More and more, designers are thinking about the environmental impact of their work. From the use of recycled materials in furniture to low-VOC paints, the industry has made leaps and bounds in the last few years. But there is a long way to go: a staggering 1.6 million tonnes of furniture and bulky waste still ends up in landfill in the UK every year. Here to raise awareness, funds and provide a solution to the problem is The Crossover Project.

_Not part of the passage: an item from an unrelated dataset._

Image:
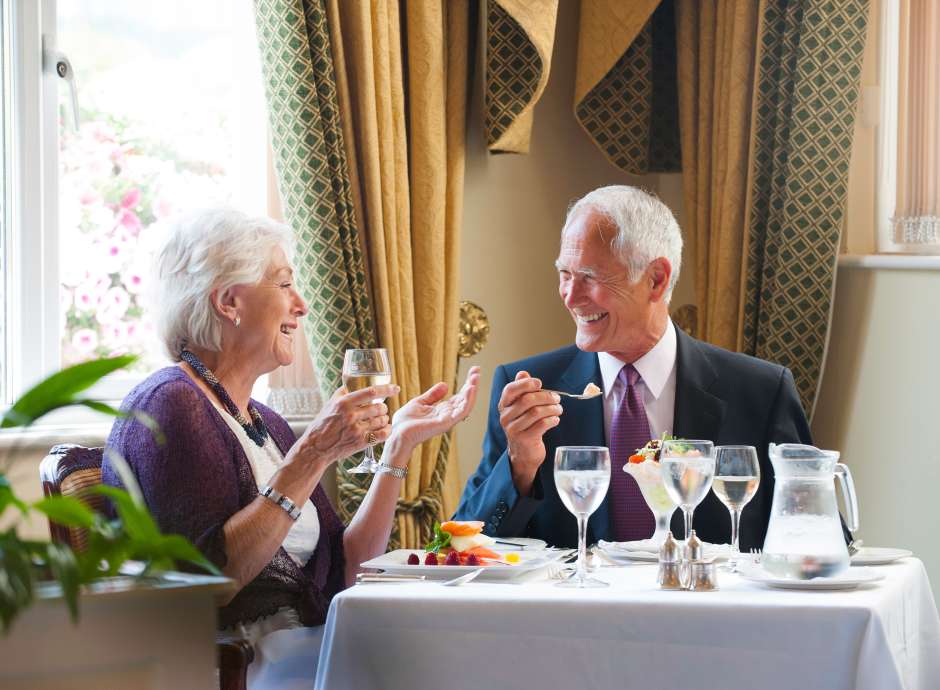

Set up this year by design journalist Roddy Clarke and Aurélia Islimye, founder of avant-garde art gallery Bleur, The Crossover Project is designed to fight waste by using art as a force for change. The initiative’s strategy is simple, but effective: to harness the waste produced by design and fashion brands, then ask emerging artists to rework these unfamiliar materials and transform them from potential landfill into bespoke artworks.
Clarke and Islimye have hand-picked a roster of exciting artists represented by Bleur and tasked them with creating pieces from a collection of surplus materials donated by design brands, furniture designers and fashion houses. Best of all, the resulting works are all available as part of an online auction until 29 July – so you can buy a unique piece of design history while contributing to a world-saving concept at the same time.
The pieces range from a discarded jacket, painted and redesigned by Emmanuel Unaji, to Sophie Rawlingson’s intricately mosaiced wood and the mixed media collages of Beth Fraser, which use wood shavings and linoleum from Grain, found papers, Elephant magazines and Graphenstone surplus paint.
All the pieces were shown in an exhibition at The Royal Exchange in London. A portion of the profits from the auction will be donated to support the work of the Ellen MacArthur Foundation, dedicated to building a circular economy.